Go to: LING 1330/2330 home page  

Homework Assignment 2: A Duel of Bigrams

This homework assignment contains two parts.
We will continue to explore the two corpora: the Bible and the Jane Austen novels from Homework 1, part of NLTK's Project Gutenberg Selections corpus. Again the files are:
  • The King James Version Bible (bible-kjv.txt)
  • Jane Austen novels (austen-emma.txt, austen-persuasion.txt, austen-sense.txt)

PART 1: Bigram Frequencies of the Bible and Jane Austen Novels [35 points]


In PART 1, we will take a close look at the bigram frequencies of two corpora. We are interested in what types of word bigrams are frequently found in either corpus, and also what types of words are found following the word 'so', and in what probability. Additionally, we will pickle the bigram frequency dictionaries so we can re-use them later. To achieve these goals, complete this TEMPLATE script, which:
  1. imports necessary modules,
  2. opens the text files for the two corpora and reads in the content as text strings,
  3. builds the following objects, b_ for the Bible and a_ for Austen:
    1. b_toks, a_toks: word tokens, all in lowercase
    2. b_tokfd, a_tokfd: word frequency distribution
    3. b_bigrams, a_bigrams: word bigrams, cast as a list
    4. b_bigramfd, a_bigramfd: bigram frequency distribution
    5. b_bigramcfd, a_bigramcfd: bigram (w1, w2) conditional frequency distribution ("CFD"), where w1 is construed as the condition and w2 the outcome
  4. pickles the two bigram CFDs (conditional frequency distributions) using the highest binary protocol: name the files bible_bigramcfd.pkl and austen_bigramcfd.pkl.
  5. answers the following questions by exploring the objects:
    1. How many word tokens and types are there, for each corpus?
      Compare the overall size of the two corpora. Which one is larger?
    2. What are the top 20 most frequent words and their counts, for each corpus?
      Make a comparison. Anything noteworthy?
    3. What are the top 20 most frequent word bigrams and their counts, for each corpus?
      Make a comparison between the two corpora. What observations can you make?
    4. How many times does the word 'so' occur in each corpus? What are their relative frequency against the corpus size (= total # of tokens)?
      Judging by the relative frequency, in which corpus is 'so' more frequently found, and by how much?
    5. In each corpus, what are the top 20 'so-initial' bigrams (bigrams that have the word so as the first word) and their counts?
      Do a cross-comparison. What observations can you make? Is Bible's use of so similar to Austen's?
    6. In The Bible, given the word 'so' as the current word, what is the probability of getting 'much' as the next word? How about in Jane Austen novels? How about 'will' -- how does it fare as the next word? Provide a cross-comparison summary.

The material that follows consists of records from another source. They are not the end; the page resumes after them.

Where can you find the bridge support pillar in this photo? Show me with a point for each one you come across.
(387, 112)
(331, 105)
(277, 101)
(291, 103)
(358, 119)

PART 2: Bigram Speak [15 points]

Next up, let's now use the pickled data for some fun. We will plug them into a program called "Bigram Speak". Instructions:

  1. Download BigramSpeak.py.
  2. The program won't run as it is. You need to modify it first by doing the following:
    1. Plug in one of your bigram CFDs (conditional frequency distributions) by unpickling and loading one of your pickled CFDs, assigning it to the variable w1w2f.
    2. Choose the appropriate title for your session by uncommenting one of the provided value assignments for title.
  3. Try out the program. Make sure to try the word 'so', and also the ENTER key. Try out a few different runs to get a sense of how the program works.
  4. Now do the same with the other corpus data.

Save out your shell session as a text file (.txt extension). Open it up in a text-editor program, and at the end of the file add your answers to the following questions:

  1. Examine the code closely to understand how it works. What does the interactive portion of the program do? Describe in your words what it does, step by step.
  2. Copy and paste a passage that the script produced, mostly through random selection, which you found particularly Bible-like. What strikes you?
  3. Do the same with Jane Austen.
  4. Provide a summary of your overall assessment of this program. Your impression, observations, comparisons between Bible Speak and Jane Austen Speak. Anything else that strikes you.
SUBMIT:
  • PART 1: The completed bible_austen_bigrams.py script, and its shell-side output saved as a text file bible_austen_bigrams.OUT.txt. You don't need to submit the pickle files.
  • PART 2: A saved shell session as a text file containing your answers and summary write-up at the end.